The index is calculated and published by Statistics Sweden[12]

[edit] Switzerland

Switzerland issues a monthly CPI calculation by the Swiss Federal Statistical Office.[13]

[edit] United Kingdom

The traditional measure of inflation in the UK for many years was the Retail Price Index, which was first calculated in the early 20th Century to evaluate the extent to which workers were affected by price changes during the first world war. An explicit inflation target was first set in October 1992 by then-Chancellor of the Exchequer Norman Lamont following the departure of the UK from the Exchange Rate Mechanism. Initially, the target was based on the RPIX, which is the RPI calculated excluding mortgage interest payments. This was felt to be a better measure of the effectiveness of macroeconomic policy. It was argued that if interest rates are used to curb inflation, then including mortgage payments in the inflation measure would be misleading. Until 1997, interest rates were set by the Treasury.

On winning power in May 1997, the New Labour government handed control over interest rates to the Bank of England, whose Monetary Policy Committee now sets rates on the basis of an inflation target set by the Chancellor.[14] If in any month inflation is more than one percentage point off its target, the Governor of the Bank of England is required to write to the Chancellor explaining why. Mervyn King became the first Governor to do so in April 2007, when inflation ran at 3.1% against a target 2%.[15]

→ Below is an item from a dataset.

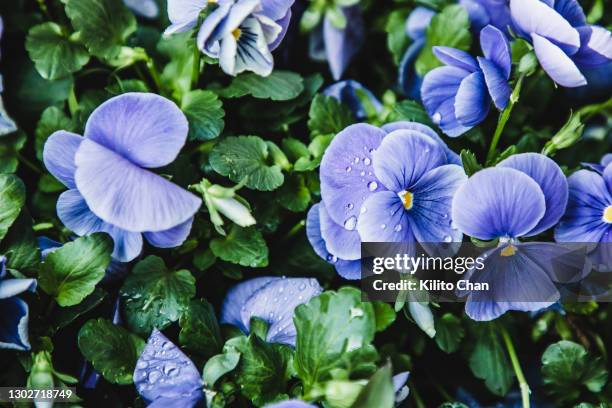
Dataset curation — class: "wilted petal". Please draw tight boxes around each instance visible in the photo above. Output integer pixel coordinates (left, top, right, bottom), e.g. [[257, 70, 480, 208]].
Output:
[[143, 217, 193, 248], [241, 278, 323, 346], [531, 34, 587, 88], [0, 298, 30, 351], [320, 124, 385, 225], [43, 130, 83, 188], [75, 139, 202, 232], [134, 329, 204, 407], [433, 46, 478, 72], [455, 72, 490, 127], [452, 167, 546, 240], [85, 93, 189, 168], [498, 153, 568, 236], [478, 57, 512, 111], [372, 129, 446, 193]]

Since 1996 the United Kingdom has also tracked a Consumer Price Index figure, and in December 2003 its inflation target was changed to one based on the CPI. [16] The CPI target is currently 2%. Both the CPI and the RPI are published monthly by the Office for National Statistics.

[edit] United States

CPI-U 1913-2004; Source: U.S. Department Of Labor
CPI-U 1913-2004; Source: U.S. Department Of Labor
Annual inflation (and deflation), 1914-2007
Annual inflation (and deflation), 1914-2007

In the USA, CPI figures are prepared monthly by the Bureau of Labor Statistics of the United States Department of Labor.

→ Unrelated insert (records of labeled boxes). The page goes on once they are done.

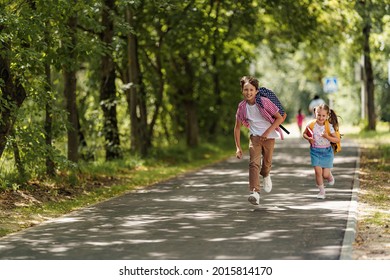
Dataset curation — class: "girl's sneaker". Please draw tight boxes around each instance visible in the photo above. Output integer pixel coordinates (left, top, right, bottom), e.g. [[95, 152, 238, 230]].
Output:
[[248, 191, 260, 205]]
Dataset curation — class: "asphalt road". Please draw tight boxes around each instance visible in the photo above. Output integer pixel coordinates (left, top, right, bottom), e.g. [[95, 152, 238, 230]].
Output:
[[0, 138, 359, 260]]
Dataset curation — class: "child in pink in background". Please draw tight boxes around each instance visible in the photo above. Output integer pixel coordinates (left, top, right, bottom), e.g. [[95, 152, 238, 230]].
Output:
[[296, 109, 306, 134], [303, 104, 340, 199]]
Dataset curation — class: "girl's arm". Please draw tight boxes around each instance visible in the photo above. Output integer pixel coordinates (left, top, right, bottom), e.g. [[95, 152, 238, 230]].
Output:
[[302, 126, 314, 145], [234, 119, 242, 159]]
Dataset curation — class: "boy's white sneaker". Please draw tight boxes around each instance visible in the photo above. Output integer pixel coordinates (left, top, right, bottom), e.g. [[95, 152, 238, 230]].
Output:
[[328, 173, 335, 186], [263, 175, 272, 193], [248, 191, 260, 205]]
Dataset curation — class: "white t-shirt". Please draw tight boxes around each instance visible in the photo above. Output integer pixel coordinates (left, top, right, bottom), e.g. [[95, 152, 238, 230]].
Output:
[[246, 104, 279, 138]]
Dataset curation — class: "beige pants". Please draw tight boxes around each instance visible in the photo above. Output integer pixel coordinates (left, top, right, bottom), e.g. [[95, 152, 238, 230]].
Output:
[[249, 135, 275, 192]]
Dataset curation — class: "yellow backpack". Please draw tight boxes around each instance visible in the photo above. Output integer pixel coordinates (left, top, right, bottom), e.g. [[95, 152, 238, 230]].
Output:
[[309, 120, 341, 153]]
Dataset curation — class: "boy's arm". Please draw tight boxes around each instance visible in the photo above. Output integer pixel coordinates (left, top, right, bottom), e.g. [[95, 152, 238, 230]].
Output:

The CPI-U includes expenditures by all urban consumers. The CPI-W includes expenditures by consumer units with clerical workers, sales workers, craft workers, operative, service workers, or laborers. Recently, the Chained Consumer Price Index C-CPI-U, a chained index, was introduced. The C-CPI-U tries to mitigate the substitution bias that is encountered in CPI-W and CPI-U by employing a Tornqvist formula and utilizing expenditure data in adjacent time periods in order to reflect the effect of any substitution that consumers make across item categories in response to changes in relative prices. The new measure, called a "superlative" index, is designed to be a closer approximation to a "cost-of- living" index than the other measures. The use of expenditure data for both a base period and the current period in order to average price change across item categories distinguishes the C-CPI-U from the existing CPI measures, which use only a single expenditure base period to compute the price change over time. In 1999, the BLS introduced a geometric mean estimator for averaging prices within most of the index’s item categories in order to approximate the effect of consumers’ responses to changes in relative prices within these item categories. The geometric mean estimator is used in the C-CPI-U in the same item categories in which it is now used in the CPI-U and CPI-W.

The CPI has powerful political ramifications, and administrations of both parties have been tempted to change the basis for its calculation. Especially since 1980, the definition of CPI has been altered repeatedly, though economists disagree whether the index underestimates or overestimates the true rate of decline in purchasing power.[17][18]

[edit] Major research in progress

  • Continuing research on technical improvements in the calculation of the CPI.
  • Continuing work on the next major weight revision of the CPI.

In 1996, the Boskin Commission found the CPI to be a biased measure, and gave a quantitative analysis of the bias. The Boskin critique helped to spur some changes in the U.S. CPI, although it was partially disputed by the BLS. Many of the changes were aimed at moving the CPI to a cost of living model which takes consumer substitutions into account and typically reduces the reported level of inflation.